Delphine Jubillar, infirmière et mère de deux enfants, avait disparu dans la nuit du 15 au 16 décembre 2020 à Cagnac-les-Mines. Son mari avait lui-même signalé cette disparition. Depuis lors, aucun corps n'a été retrouvé, aucune scène de crime identifiée, aucun aveu obtenu. Cédric Jubillar a constamment clamé son innocence tout au long d'une instruction et d'un procès de quatre semaines.
La présidente de la cour a indiqué que les jurés avaient répondu « oui » à deux questions : la culpabilité de l'accusé pour homicide volontaire, et la reconnaissance de la circonstance aggravante de meurtre par conjoint. Le décompte précis des voix ne sera pas rendu public.
À l'annonce du verdict, Cédric Jubillar est resté quasi impassible, laissant paraître un léger rictus. Du côté de la famille de Delphine, la réaction a été tout autre : des pleurs ont éclaté sur le banc des parties civiles, mêlés de soulagement. L'oncle de la victime a été victime d'un malaise et secouru par la sécurité civile.
La famille réclame toujours le corps
Me Boguet, avocat des enfants Jubillar, a qualifié la peine de « lourde en termes de sanction », estimant qu'elle rétribue « à la fois les agissements reprochés mais surtout l'attitude de l'accusé durant l'instruction et tout au long du procès ». Il a aussitôt interpellé le condamné : « Je l'invite d'ores et déjà à nous indiquer où il a dissimulé la dépouille de sa femme, de manière à ce que nous puissions la restituer légitimement aux enfants qui la réclament depuis maintenant plus de cinq ans. »
L'avocat a précisé sa position : « S'il est reconnu coupable de la disparition de Delphine, il est également reconnu coupable de la dissimulation de sa dépouille. »
Me Battikh, avocat d'une partie de la famille de la victime, s'est exprimé devant le tribunal. « C'est une victoire pour les parties civiles, ça fait cinq ans qu'elles sont privées de corps, privées de sépulture, privées de tombe, privées de la vérité. Aujourd'hui, c'est la vérité qui a gagné sur le mensonge », a-t-il déclaré. Il a également rappelé : « Ça fait quatre ans et demi qu'on s'égosille à dire que ce dossier n'est pas vide, qu'il y a des preuves, des indices, une scène de crime, et que s'il y a une scène de crime il y a un criminel. »

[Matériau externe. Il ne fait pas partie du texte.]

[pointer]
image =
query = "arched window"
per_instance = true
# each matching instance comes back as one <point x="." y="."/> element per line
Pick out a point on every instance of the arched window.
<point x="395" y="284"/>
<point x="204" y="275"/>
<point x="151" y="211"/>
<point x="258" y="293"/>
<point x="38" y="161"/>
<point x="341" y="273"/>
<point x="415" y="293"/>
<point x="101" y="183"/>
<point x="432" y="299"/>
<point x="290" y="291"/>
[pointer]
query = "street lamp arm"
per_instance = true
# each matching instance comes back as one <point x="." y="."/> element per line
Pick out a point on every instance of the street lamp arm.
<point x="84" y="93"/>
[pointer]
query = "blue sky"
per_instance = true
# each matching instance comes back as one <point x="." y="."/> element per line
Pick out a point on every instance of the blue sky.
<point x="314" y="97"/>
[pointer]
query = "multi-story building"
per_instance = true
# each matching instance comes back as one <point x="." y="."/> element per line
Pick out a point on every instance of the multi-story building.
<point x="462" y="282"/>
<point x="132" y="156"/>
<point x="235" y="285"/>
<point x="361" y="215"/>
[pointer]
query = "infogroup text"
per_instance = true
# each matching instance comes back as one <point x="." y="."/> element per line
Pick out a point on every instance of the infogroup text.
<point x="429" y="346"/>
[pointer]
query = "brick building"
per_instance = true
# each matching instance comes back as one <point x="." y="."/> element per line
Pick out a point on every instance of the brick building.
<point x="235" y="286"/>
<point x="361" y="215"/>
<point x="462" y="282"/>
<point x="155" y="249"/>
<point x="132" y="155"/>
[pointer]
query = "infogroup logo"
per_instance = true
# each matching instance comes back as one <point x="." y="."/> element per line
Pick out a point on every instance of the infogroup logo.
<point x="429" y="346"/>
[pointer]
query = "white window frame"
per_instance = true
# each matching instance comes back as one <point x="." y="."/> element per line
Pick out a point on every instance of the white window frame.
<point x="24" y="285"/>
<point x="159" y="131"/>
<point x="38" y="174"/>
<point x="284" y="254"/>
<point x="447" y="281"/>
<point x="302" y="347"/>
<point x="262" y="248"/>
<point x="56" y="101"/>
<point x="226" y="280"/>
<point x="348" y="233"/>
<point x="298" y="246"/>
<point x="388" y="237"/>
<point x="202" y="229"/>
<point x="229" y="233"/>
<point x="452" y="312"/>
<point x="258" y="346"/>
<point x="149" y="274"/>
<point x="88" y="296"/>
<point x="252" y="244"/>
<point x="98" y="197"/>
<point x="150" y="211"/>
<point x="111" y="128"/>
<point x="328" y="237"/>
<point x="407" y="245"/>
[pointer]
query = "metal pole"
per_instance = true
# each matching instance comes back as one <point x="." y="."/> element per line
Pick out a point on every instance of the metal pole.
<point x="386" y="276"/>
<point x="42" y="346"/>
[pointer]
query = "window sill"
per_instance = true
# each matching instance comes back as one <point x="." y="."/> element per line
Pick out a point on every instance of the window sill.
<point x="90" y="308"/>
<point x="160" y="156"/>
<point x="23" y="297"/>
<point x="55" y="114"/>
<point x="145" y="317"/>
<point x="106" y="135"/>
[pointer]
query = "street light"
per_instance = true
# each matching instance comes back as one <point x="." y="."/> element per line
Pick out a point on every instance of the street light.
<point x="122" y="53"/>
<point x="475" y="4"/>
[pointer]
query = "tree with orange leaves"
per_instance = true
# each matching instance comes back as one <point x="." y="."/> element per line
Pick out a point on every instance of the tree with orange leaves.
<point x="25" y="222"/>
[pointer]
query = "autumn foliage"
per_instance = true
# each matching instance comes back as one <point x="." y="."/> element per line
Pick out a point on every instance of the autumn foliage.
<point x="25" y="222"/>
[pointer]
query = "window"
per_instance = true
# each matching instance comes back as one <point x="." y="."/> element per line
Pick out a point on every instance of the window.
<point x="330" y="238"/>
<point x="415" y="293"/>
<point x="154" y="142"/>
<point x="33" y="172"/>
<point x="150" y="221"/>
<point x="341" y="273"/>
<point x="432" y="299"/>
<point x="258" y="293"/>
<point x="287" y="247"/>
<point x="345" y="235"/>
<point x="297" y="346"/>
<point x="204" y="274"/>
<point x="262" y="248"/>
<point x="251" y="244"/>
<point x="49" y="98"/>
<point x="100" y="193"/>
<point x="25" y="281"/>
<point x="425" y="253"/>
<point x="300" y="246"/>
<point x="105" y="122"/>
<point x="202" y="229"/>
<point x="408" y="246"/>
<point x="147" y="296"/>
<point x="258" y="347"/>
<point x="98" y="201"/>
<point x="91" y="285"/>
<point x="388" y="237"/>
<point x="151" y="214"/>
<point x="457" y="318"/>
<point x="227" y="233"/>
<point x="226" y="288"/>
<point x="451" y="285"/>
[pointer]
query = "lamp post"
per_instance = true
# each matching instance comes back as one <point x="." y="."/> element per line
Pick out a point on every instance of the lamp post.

L'avocat a évoqué l'état physique de l'un de ses clients, transporté sur civière après l'annonce : « La pression est retombée et c'est difficile d'absorber cette émotion. Aujourd'hui c'est une satisfaction, non pas que l'on se satisfasse qu'un homme soit en prison, mais au moins que la vérité ait pu émerger. »
L'appel annoncé
La défense a immédiatement annoncé un appel. Me Martin, l'un des avocats de Cédric Jubillar, a déclaré : « Ça a été violent pour notre client. Nous respectons la décision du jury populaire. Effectivement nous sommes déçus, mais nous savions que quoi qu'il arrive il y aurait un deuxième combat et nous allons nous remettre au travail pour préparer cet appel. »
Sur l'état de son client au moment du verdict, Me Martin a ajouté : « Il réagit comme quelqu'un d'abattu, mais qui a cette lueur aussi, de se dire que tout n'est pas définitif. » La défense a réaffirmé que Jubillar continuait de se proclamer innocent et espérait convaincre de futurs jurés.
L'affaire Jubillar avait suscité une attention médiatique nationale dès la disparition de Delphine fin 2020, en raison de l'absence de tout élément matériel direct — ni corps, ni arme, ni témoignage direct du passage à l'acte. La condamnation repose entièrement sur un faisceau d'indices soumis aux jurés au cours d'un procès de quatre semaines.